Foto por Nicolas Collar

Gravação Boicotada
Onde: São Paulo
Quando: 1989
"Participamos de uma coletânea produzida pelo Alex Antunes chamada Sanguinho Novo, em cima da obra do Arnaldo Baptista, dos Mutantes. Era um coisa super referencial e reverencial. Tinham sido convidados os Ratos de Porão, Sepultura, etc. O DeFalla foi convidado para gravar 'Vou Me Afundar na Lingerie', fizemos uma versão totalmente hard rock, um mix de Aerosmith e Guns’n’Roses, eu mudei a letra para o inglês… esculhambamos a parada, no melhor estilo DeFalla. E obviamente era minha visão dentro do espírito dos Mutantes, que era uma zueira do caralho. Enfim, gravamos. Quando saiu o disco, não tinha a nossa versão da música. Nós pensamos: 'Ué, o que aconteceu?'. Fomos atrás do Alex, e perguntamos: 'E aí, o que houve?'. Ele, na maior cara de pau, nos deu uma desculpa bem esfarrapada do tipo: 'Tive um problema na fita, etc e tals'. Papo furado, lógico. Aí a gente descobriu com o pessoal do estúdio que ele apagou a máster. Ele achou que nossa regravação estava um absurdo.
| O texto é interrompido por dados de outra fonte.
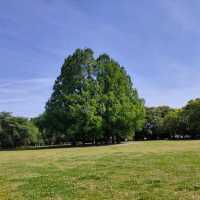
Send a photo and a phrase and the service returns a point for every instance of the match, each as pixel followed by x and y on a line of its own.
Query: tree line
pixel 94 101
pixel 164 122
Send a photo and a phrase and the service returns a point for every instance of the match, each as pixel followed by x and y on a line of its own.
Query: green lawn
pixel 141 170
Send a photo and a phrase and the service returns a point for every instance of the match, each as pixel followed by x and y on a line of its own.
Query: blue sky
pixel 157 41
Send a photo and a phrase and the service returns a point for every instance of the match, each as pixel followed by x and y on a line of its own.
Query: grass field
pixel 141 170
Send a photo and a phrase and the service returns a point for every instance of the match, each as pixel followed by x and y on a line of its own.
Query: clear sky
pixel 157 41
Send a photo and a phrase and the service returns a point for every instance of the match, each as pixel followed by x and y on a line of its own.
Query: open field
pixel 141 170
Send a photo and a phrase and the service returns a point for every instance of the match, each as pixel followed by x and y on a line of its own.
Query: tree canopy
pixel 93 100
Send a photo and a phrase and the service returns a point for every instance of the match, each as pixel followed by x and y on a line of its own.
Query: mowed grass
pixel 139 170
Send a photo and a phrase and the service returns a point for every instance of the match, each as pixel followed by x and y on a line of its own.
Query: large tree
pixel 93 100
pixel 17 131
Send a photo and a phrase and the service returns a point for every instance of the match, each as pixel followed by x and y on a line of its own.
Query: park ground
pixel 165 170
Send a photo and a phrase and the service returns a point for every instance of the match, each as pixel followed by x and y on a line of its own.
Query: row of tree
pixel 94 101
pixel 167 123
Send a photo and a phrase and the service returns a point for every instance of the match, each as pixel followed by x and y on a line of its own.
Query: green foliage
pixel 154 123
pixel 92 100
pixel 17 131
pixel 191 114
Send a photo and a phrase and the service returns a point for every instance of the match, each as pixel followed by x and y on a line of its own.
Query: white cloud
pixel 25 97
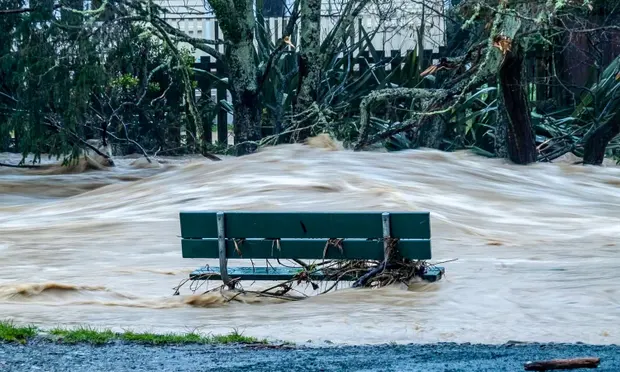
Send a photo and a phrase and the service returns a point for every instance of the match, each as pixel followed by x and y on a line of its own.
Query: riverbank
pixel 46 356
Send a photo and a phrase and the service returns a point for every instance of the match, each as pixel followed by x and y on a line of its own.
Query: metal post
pixel 221 237
pixel 385 217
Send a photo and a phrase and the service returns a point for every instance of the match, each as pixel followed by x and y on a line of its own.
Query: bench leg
pixel 221 236
pixel 387 233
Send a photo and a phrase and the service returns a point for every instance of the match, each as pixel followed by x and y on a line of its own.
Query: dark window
pixel 273 8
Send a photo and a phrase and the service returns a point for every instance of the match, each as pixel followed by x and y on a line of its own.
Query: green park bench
pixel 298 236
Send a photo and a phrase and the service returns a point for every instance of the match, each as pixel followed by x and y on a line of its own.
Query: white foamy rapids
pixel 536 245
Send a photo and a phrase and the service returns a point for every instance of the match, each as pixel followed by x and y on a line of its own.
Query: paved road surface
pixel 46 356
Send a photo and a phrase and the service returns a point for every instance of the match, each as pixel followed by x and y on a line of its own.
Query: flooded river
pixel 537 247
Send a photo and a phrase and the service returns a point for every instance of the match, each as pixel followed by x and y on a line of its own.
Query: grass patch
pixel 236 338
pixel 155 339
pixel 12 333
pixel 83 334
pixel 189 338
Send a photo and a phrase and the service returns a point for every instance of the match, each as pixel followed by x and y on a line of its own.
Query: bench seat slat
pixel 247 224
pixel 284 273
pixel 352 249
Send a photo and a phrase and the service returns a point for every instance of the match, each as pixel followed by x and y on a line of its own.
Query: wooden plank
pixel 547 365
pixel 404 225
pixel 352 249
pixel 284 273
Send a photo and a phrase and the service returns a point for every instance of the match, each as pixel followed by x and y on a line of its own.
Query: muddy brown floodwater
pixel 538 247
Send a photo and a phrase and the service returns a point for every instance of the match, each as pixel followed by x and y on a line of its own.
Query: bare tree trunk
pixel 310 59
pixel 246 113
pixel 596 143
pixel 237 21
pixel 520 137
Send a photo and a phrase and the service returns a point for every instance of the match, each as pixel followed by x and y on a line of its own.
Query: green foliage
pixel 84 334
pixel 12 333
pixel 61 85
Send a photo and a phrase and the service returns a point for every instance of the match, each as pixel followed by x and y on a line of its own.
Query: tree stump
pixel 547 365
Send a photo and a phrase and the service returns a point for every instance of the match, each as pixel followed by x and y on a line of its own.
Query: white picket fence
pixel 393 30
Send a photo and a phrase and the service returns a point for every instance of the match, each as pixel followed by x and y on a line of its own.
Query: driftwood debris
pixel 548 365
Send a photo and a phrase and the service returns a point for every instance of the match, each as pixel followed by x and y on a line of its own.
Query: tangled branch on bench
pixel 373 250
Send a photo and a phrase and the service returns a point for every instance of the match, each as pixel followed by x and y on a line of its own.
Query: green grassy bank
pixel 11 333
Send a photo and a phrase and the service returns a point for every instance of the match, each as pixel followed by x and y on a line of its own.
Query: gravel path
pixel 47 356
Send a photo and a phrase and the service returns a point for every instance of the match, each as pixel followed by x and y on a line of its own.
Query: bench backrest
pixel 304 235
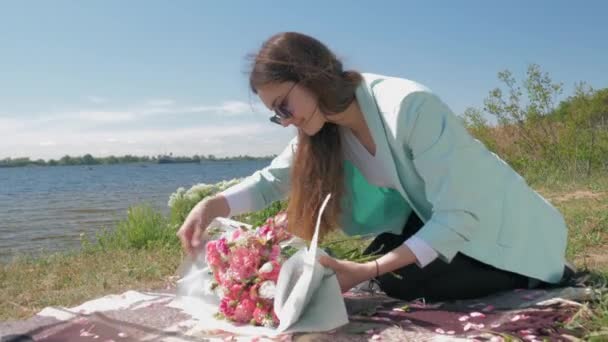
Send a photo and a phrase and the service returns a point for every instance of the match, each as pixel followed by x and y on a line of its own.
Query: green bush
pixel 144 227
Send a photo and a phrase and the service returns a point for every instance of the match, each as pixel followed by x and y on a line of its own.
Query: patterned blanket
pixel 145 316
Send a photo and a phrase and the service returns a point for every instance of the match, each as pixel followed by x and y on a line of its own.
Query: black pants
pixel 463 278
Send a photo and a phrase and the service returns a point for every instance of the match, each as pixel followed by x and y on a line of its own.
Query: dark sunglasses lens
pixel 275 119
pixel 283 112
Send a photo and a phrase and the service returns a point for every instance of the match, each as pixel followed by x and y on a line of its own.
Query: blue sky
pixel 149 77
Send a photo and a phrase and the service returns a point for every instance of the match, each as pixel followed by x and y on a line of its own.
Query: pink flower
pixel 275 253
pixel 244 263
pixel 235 234
pixel 244 311
pixel 222 246
pixel 213 255
pixel 262 317
pixel 227 307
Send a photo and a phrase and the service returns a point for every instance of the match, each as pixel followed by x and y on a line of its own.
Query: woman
pixel 451 218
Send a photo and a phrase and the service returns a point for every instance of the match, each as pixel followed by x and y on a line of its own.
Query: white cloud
pixel 102 116
pixel 160 102
pixel 51 136
pixel 96 99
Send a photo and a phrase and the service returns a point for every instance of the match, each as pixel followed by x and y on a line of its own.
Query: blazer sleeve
pixel 264 186
pixel 442 152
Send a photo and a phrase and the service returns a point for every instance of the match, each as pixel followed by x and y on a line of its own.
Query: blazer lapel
pixel 374 121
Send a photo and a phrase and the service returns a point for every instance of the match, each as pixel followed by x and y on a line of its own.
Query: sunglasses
pixel 281 112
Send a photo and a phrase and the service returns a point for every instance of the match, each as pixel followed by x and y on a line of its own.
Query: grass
pixel 143 253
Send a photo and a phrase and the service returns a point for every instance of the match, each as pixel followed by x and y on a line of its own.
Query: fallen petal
pixel 488 308
pixel 477 314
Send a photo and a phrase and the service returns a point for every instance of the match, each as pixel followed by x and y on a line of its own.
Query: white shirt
pixel 375 173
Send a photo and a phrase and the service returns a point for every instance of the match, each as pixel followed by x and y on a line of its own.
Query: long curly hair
pixel 318 164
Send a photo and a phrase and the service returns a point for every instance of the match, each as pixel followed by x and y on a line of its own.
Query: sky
pixel 156 77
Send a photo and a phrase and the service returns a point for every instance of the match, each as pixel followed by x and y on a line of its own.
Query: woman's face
pixel 298 101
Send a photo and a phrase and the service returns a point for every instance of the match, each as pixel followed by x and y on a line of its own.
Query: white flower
pixel 267 289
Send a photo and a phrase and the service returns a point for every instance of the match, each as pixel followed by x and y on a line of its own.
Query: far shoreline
pixel 88 160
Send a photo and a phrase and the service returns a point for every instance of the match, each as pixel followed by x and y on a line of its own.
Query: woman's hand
pixel 349 273
pixel 191 231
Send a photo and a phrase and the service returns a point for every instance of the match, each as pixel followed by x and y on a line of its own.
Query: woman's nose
pixel 287 122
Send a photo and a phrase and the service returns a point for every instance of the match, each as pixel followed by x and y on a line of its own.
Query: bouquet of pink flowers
pixel 245 266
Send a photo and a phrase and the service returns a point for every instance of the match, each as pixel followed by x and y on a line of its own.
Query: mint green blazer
pixel 469 199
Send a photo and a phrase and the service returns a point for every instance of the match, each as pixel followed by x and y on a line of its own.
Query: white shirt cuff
pixel 238 200
pixel 424 253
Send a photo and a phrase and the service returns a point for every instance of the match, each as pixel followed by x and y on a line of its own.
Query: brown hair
pixel 317 168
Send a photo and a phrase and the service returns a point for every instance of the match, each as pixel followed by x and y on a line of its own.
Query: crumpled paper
pixel 307 298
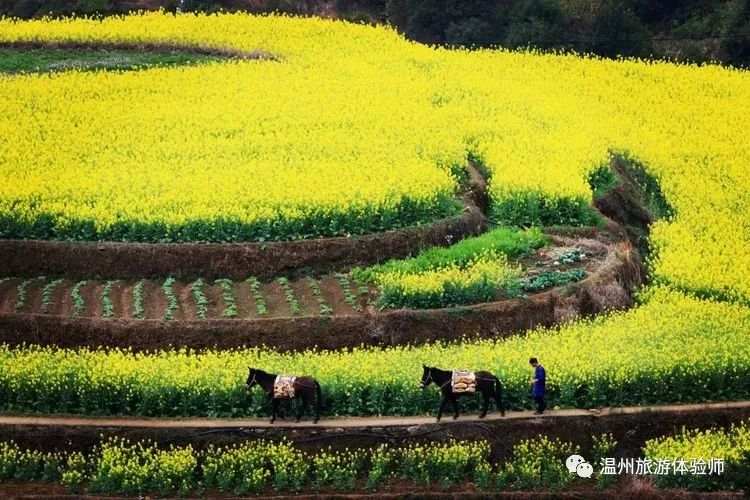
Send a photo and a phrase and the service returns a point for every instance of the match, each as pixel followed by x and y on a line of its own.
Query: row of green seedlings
pixel 202 303
pixel 48 293
pixel 354 299
pixel 118 466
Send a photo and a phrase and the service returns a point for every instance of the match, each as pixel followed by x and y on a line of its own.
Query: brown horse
pixel 305 388
pixel 488 384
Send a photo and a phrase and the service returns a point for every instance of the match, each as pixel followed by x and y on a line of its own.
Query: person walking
pixel 538 385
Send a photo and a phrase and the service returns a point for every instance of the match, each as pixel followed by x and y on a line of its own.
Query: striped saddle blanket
pixel 463 381
pixel 283 387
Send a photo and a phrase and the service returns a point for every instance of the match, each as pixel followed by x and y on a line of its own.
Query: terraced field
pixel 318 197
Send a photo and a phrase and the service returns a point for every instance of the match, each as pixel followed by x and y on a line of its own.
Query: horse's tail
pixel 499 395
pixel 318 395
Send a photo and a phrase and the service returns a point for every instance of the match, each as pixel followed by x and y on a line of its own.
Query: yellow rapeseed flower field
pixel 353 129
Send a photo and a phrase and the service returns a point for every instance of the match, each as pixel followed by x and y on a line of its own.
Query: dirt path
pixel 352 422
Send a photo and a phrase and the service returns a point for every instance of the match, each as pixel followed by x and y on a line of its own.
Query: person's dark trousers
pixel 541 405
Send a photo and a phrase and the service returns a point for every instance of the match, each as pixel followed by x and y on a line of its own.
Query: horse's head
pixel 251 377
pixel 426 376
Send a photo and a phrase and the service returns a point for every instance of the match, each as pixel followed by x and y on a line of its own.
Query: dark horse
pixel 305 388
pixel 488 384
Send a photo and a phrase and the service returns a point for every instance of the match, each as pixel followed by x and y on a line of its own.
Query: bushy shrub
pixel 537 463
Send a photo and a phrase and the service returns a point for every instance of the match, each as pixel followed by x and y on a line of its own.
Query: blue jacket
pixel 541 381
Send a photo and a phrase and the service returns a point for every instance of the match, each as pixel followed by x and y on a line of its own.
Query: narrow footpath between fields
pixel 353 422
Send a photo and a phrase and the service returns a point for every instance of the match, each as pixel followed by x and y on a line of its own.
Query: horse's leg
pixel 454 402
pixel 499 397
pixel 443 404
pixel 301 407
pixel 274 409
pixel 318 403
pixel 485 404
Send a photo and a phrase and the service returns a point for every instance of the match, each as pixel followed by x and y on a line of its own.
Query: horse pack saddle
pixel 463 381
pixel 283 387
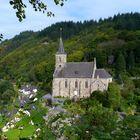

Ao invés dele simplesmente não colocar no disco, ele resolveu apagar para ninguém nunca ouvir! [risos] A gente pensou: 'Que baita filho da puta.' Mas a justiça veio a cavalo, uns dois meses depois disso. O Alex faria uma entrevista com gente para a revista Bizz. Depois da entrevista, ele disse que tava todo cagado de nos encontrar por causa desse lance com a música que havíamos gravado para a coletânea. Ele nos confidenciou que pensou: 'Puta que pariu, vou encontrar esses trogloditas, eles já estão sabendo que eu apaguei a máster. A entrevista foi marcada em uma churrascaria, quando vimos o Alex chegando demos um banho de farofa nele. Chamamos ele de pau no cu, por ter apagado a máster, ele quis enrolar de novo, mas acabou confessando que não havia gostado. E ficou tudo certo, no final."